After a pursuit of over 2,000 kilometres, Klobb caught up with the Voulet-Chanoine expedition just beyond Damangara near Zinder (in present day Niger). On 14th July – French Independence Day – Klobb confronted Voulet at Dankori. In full dress uniform and with his Légion d’Honneur medal pinned to his chest, Klobb approached the renegade Voulet alone. Voulet kept telling him to go back and ordered two salvos to be fired in the air. When Klobb addressed Voulet’s men, reminding them of their duties, Voulet threatened them with a pistol and ordered them to open fire. Klobb fell, wounded, but still ordering his men not to return fire. This final order was cut short by a second burst of fire which killed him.
That evening Voulet informed his officers of the clash. He stripped off the decorations on his uniform and proclaimed: “Je ne suis plus français. Je suis un chef noir. Avec vous, je vais fonder un empire” [“I’m no longer French. I’m a black chief. With you, I shall found an empire.”]
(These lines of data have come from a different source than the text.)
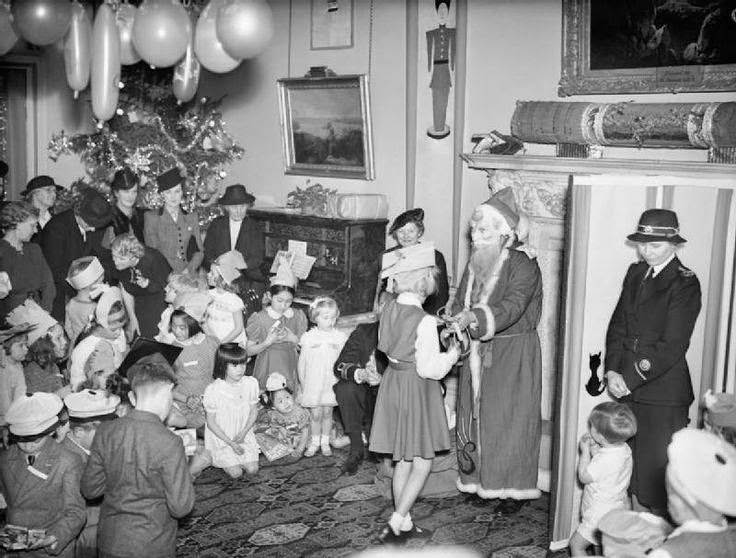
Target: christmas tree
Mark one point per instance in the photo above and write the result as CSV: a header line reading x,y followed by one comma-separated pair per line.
x,y
151,133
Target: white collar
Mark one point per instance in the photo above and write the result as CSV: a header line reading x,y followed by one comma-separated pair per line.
x,y
698,526
289,313
411,299
657,268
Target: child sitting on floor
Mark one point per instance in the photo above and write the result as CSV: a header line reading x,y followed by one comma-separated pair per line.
x,y
85,276
320,347
274,332
224,318
140,468
282,428
231,408
604,469
39,477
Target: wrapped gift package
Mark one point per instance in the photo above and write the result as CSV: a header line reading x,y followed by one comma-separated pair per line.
x,y
360,206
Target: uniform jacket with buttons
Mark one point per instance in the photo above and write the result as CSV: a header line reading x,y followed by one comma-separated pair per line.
x,y
650,331
174,239
53,503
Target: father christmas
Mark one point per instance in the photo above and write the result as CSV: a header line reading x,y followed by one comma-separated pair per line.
x,y
498,407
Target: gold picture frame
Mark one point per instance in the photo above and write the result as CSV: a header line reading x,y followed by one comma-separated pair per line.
x,y
326,126
608,48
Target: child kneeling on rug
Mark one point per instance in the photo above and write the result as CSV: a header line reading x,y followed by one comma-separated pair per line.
x,y
231,409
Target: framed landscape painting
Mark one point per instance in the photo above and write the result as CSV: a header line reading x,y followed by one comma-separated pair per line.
x,y
647,46
326,126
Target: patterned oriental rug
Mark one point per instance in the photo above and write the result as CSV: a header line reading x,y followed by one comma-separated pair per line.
x,y
308,509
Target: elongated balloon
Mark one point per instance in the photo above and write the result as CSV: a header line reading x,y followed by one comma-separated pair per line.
x,y
77,49
186,74
105,64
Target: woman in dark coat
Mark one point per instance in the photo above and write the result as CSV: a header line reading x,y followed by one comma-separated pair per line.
x,y
647,339
22,260
143,273
408,229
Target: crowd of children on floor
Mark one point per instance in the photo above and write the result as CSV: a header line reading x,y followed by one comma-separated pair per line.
x,y
92,461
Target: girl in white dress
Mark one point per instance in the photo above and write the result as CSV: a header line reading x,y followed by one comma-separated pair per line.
x,y
320,347
224,318
231,408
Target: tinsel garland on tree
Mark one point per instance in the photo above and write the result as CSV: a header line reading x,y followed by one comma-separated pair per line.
x,y
151,134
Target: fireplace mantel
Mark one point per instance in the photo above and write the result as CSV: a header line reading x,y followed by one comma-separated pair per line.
x,y
565,165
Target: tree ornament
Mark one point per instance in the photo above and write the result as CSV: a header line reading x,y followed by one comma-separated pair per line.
x,y
105,64
124,19
161,32
77,49
244,27
186,74
8,37
207,46
42,22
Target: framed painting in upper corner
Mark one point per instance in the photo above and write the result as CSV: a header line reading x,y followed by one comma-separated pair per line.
x,y
326,126
332,24
647,46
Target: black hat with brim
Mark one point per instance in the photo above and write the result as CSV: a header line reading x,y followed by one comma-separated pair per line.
x,y
144,347
37,182
237,195
415,215
657,225
170,179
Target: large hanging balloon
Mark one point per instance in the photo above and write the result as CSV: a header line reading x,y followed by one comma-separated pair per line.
x,y
125,17
8,37
42,22
161,32
207,46
244,27
77,49
186,75
105,64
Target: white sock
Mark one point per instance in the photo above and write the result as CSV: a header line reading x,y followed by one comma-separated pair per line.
x,y
395,522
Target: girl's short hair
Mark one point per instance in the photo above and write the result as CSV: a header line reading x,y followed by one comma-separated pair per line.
x,y
267,397
228,353
13,214
320,304
273,290
42,351
193,326
614,421
127,246
420,281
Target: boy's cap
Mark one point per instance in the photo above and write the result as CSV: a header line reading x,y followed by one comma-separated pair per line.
x,y
31,313
194,304
33,414
275,381
89,404
406,259
721,409
88,275
705,465
144,347
625,531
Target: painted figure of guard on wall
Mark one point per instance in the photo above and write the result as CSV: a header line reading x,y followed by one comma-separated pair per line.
x,y
440,62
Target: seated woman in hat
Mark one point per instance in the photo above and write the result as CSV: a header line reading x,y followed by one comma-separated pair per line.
x,y
41,193
22,260
171,230
40,478
408,230
647,339
234,231
143,273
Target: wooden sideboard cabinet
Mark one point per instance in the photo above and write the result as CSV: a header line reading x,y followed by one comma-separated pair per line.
x,y
347,251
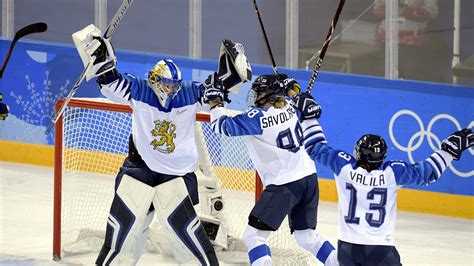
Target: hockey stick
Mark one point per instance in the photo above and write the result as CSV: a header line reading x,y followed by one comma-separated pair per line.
x,y
265,37
325,47
32,28
106,35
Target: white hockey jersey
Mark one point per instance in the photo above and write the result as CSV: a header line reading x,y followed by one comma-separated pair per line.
x,y
165,138
367,205
274,141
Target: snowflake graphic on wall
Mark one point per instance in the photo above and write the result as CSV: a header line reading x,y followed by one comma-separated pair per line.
x,y
38,109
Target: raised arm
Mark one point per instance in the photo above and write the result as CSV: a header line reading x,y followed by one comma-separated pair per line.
x,y
314,139
430,170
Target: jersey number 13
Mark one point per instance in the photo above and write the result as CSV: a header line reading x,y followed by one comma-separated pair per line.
x,y
377,206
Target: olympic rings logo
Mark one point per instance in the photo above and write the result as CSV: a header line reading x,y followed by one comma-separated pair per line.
x,y
411,147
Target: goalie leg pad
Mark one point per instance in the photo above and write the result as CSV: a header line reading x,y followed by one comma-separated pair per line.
x,y
257,246
180,223
315,243
126,222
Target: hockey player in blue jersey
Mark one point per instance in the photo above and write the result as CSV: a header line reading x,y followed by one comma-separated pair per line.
x,y
157,178
273,136
367,186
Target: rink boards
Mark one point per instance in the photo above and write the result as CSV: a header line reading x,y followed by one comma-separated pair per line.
x,y
413,117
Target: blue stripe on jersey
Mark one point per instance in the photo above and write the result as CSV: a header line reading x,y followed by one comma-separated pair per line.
x,y
241,125
324,251
173,70
420,173
188,95
327,156
259,252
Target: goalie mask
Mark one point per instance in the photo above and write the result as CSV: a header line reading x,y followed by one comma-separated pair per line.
x,y
165,80
265,89
370,151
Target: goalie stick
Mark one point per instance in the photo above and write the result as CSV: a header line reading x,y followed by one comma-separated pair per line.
x,y
106,35
325,47
257,12
32,28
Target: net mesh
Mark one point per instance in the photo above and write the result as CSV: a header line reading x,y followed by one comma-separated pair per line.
x,y
95,143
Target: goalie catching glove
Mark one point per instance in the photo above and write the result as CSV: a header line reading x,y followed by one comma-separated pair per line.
x,y
214,91
307,105
91,46
458,142
234,69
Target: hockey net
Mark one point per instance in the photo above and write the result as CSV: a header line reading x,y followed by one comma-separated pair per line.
x,y
91,142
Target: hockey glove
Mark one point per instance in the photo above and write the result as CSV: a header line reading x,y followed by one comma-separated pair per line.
x,y
458,142
233,68
3,109
89,44
289,83
214,90
308,106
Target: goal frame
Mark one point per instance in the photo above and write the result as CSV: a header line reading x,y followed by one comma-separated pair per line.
x,y
58,162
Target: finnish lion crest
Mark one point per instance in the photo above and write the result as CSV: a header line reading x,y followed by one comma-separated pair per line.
x,y
164,136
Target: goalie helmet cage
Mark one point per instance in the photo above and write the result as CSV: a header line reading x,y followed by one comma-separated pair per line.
x,y
91,142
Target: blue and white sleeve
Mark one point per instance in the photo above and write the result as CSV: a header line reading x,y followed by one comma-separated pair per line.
x,y
423,172
120,89
247,123
198,88
318,150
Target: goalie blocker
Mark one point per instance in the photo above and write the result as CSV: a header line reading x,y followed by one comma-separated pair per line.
x,y
234,68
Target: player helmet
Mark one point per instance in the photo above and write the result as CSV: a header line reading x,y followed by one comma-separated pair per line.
x,y
266,88
165,80
370,151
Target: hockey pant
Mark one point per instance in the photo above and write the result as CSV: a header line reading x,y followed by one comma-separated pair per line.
x,y
129,218
260,254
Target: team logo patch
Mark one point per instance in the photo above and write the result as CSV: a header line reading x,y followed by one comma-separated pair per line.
x,y
164,136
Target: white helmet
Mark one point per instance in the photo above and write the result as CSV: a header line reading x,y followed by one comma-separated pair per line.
x,y
165,80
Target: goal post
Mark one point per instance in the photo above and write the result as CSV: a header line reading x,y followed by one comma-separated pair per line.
x,y
91,142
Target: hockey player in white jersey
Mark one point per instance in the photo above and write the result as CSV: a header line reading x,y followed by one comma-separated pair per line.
x,y
273,137
157,177
367,186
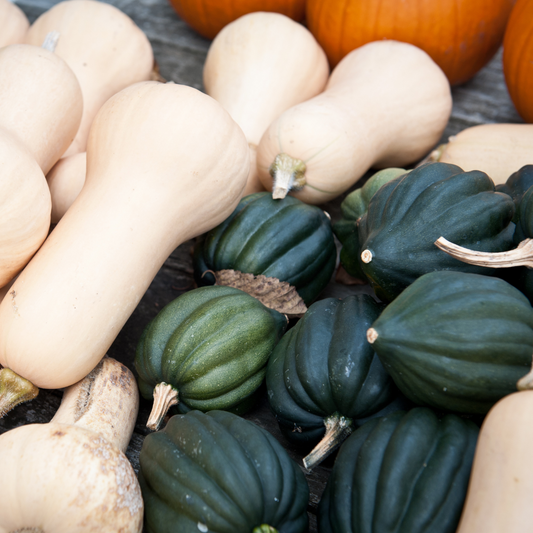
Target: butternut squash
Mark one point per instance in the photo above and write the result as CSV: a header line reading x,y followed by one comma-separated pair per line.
x,y
496,149
165,163
259,66
104,48
71,475
25,206
40,101
386,104
501,484
65,180
13,23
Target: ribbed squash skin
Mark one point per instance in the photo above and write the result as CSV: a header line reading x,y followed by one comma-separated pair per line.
x,y
403,473
325,366
220,473
407,215
212,344
284,239
456,341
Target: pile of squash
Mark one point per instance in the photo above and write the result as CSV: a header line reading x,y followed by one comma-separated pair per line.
x,y
107,169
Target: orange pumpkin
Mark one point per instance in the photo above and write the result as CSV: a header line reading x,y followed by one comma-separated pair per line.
x,y
461,36
208,17
518,58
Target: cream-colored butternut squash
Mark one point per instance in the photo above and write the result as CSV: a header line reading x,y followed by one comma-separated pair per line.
x,y
40,101
257,67
71,475
25,206
165,163
104,48
386,104
496,149
65,180
13,23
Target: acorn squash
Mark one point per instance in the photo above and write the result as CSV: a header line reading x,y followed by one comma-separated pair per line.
x,y
402,473
283,239
205,350
403,221
456,341
220,473
324,375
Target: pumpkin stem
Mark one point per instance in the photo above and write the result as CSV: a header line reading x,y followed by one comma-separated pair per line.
x,y
338,428
288,175
165,396
14,390
522,255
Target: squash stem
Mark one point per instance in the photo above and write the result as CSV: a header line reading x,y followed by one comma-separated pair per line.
x,y
522,255
338,428
165,396
14,390
288,174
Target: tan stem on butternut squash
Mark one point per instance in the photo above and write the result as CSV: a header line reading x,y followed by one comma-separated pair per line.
x,y
522,255
120,56
259,66
71,475
496,149
165,163
386,104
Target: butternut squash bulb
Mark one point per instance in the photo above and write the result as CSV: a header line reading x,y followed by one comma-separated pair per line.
x,y
257,67
40,100
461,36
165,163
104,48
25,206
386,104
208,17
71,475
13,23
518,58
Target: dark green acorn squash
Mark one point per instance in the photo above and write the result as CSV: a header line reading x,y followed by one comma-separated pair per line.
x,y
210,347
283,239
219,473
324,374
456,341
402,473
405,218
353,207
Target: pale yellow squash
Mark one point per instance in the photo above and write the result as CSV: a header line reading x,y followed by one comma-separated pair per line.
x,y
105,49
25,206
40,101
13,23
496,149
259,66
71,475
165,163
386,104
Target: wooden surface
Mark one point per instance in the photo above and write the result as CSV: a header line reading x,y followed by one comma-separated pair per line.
x,y
180,54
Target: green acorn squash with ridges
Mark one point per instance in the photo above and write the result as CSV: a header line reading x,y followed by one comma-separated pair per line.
x,y
220,473
402,473
283,239
324,374
456,341
406,217
211,345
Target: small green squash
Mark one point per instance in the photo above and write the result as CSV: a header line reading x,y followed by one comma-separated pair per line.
x,y
220,473
283,239
402,473
353,207
456,341
324,375
406,217
207,349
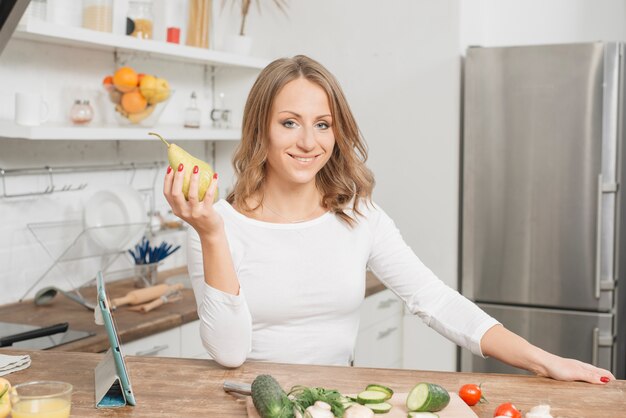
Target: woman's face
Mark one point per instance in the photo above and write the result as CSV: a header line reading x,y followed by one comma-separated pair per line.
x,y
301,138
The officers were less than enthusiastic. Their negative reaction spread to the troops. Two days later an informer told Voulet that the men were about to mutiny. Voulet and Chanoine assembled the troops. They shot the informer in front of them all for informing too late. Voulet harangued the soldiers about their duty to obey their leaders, at the same time shooting at them. The Senegalese returned fire, killing Chanoine, but Voulet escaped into the darkness.
The following morning Voulet tried to re-enter the camp, but was blocked by a sentry who refused to let him pass. Voulet shot at him but missed. The sentry returned fire and ended the story of the Voulet-Chanoine mission.
An enquiry initiated by the Ministry of Colonies back in the mother country closed in December 1902, concluding that Voulet and Chanoine had been driven mad by the dreadful heat of Africa.
[This story was first brought to my attention some years ago by my good friend Marcelino Truong in Paris.]